As a founder, company incorporation has two main targets. The first is your protection, and the second is defining ownership and roles.
Chapter 1. Protection
Companies’ forms and their legal regulation can vary in different countries and jurisdictions, but all of them offer several versions with limited liability for the owners. Some examples are Ltd. or LLC companies, but also joint-stock companies. Limited liability means that if a startup fails or has financial problems, you will lose only your contributions to the company; no one should be able to touch your private property and wealth (though this doesn’t apply to every country’s laws). In general, there are very few situations when companies with unlimited liability offer benefits to the owners.
This point is important especially because it can be temptingly easy for founders to conclude contracts (suppliers, clients, financing etc.) in their name before the company is legally incorporated, with the intention to change them under the company in the future. This can be extremely risky and dangerous since the founder becomes personally responsible for the contract and has full liability.
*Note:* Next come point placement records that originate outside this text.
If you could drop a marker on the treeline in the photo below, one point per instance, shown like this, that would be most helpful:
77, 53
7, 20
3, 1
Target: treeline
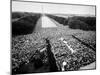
77, 22
23, 23
60, 20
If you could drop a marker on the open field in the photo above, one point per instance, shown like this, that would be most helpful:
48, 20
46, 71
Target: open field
37, 51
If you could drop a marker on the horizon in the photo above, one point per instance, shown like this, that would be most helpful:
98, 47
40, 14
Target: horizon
57, 9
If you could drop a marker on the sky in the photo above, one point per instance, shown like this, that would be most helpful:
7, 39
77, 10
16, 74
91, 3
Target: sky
52, 8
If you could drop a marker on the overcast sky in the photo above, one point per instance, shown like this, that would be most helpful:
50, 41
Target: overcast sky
52, 8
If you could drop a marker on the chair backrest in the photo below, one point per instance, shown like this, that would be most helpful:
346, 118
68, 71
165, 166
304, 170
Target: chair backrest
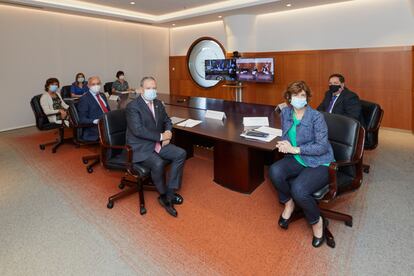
112, 130
42, 122
65, 92
344, 136
108, 87
372, 114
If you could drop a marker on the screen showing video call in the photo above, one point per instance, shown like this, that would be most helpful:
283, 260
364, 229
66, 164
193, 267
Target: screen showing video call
242, 69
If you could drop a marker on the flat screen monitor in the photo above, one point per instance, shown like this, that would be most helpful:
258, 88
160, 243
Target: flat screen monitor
220, 69
255, 69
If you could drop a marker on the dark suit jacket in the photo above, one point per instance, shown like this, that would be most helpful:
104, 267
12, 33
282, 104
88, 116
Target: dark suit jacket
347, 104
143, 131
89, 110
Regarding the difference between Ltd. companies and stock companies: in general stock companies enable easier transactions with equity, voting etc., but on the other hand, they’re more demanding in terms of administration and legal compliance. Due to this, they are more appropriate for more mature and valuable companies, while a Ltd. is sufficient enough for the early stages.
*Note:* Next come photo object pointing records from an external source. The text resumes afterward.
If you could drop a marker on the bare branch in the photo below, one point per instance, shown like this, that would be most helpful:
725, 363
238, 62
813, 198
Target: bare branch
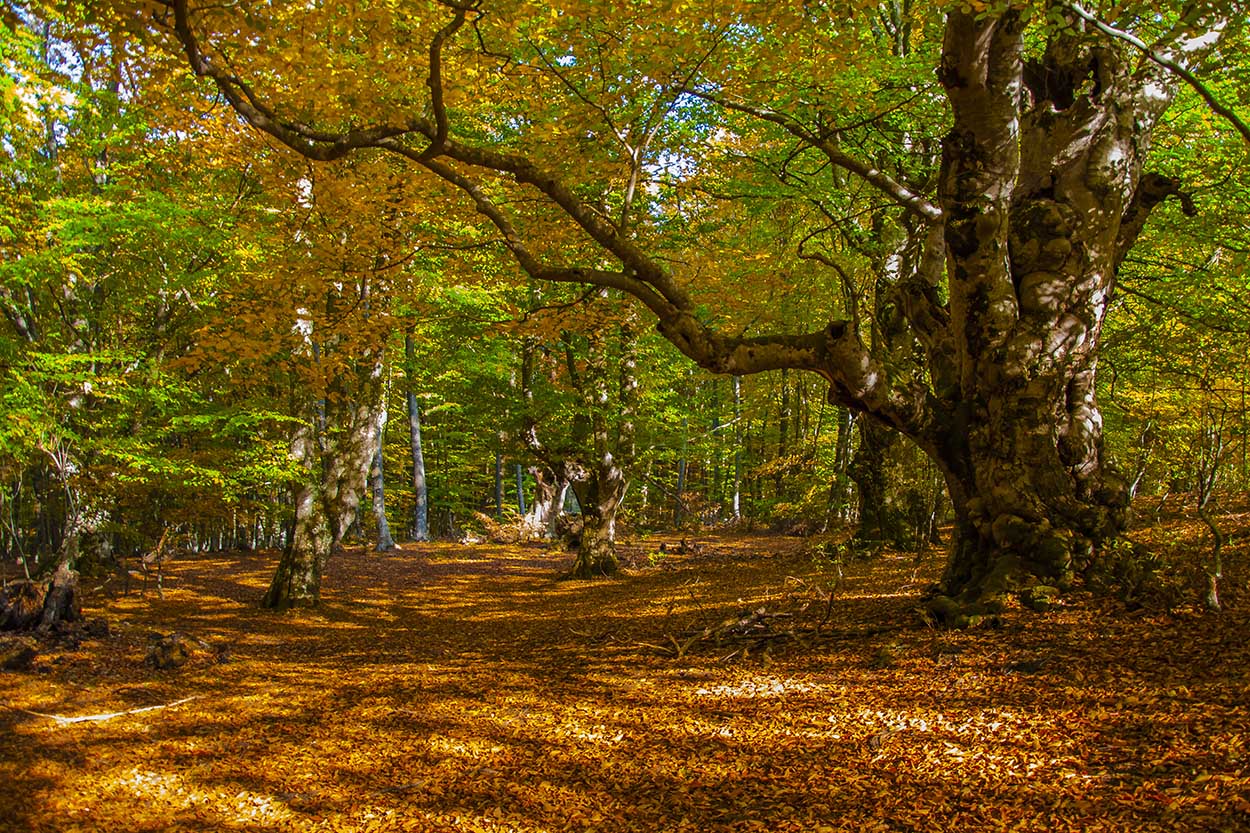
1168, 64
434, 81
883, 181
Chapter 2. Defining ownership
Defining ownership and conditions can be more complicated than it seems. The evolution of a startup can be very fast and dynamic. Co-founders and others you start the company with will very likely change after six months or a year. Also, the involvement and contributions of people might be of a different nature, and people may have different expectations. Due to these differences, it is necessary to clarify everything as soon as possible, preferably in the form of a contract. This is called a shareholders’ or co-founders’ agreement. This contract should include not only equity shares, but also vesting rules. That means it’s legally binding, that, for example, if one of the co-founders decides to leave the startup in its first year, he will lose his whole share, or part of his share will be passed to the others. It should also cover other situations, such as new co-founders entering the company or how you might get equity motivation, e.g., key employees, and how much. Other provisions are, for example, restrictions on sales of the share for some period and without prior approval of the other shareholders.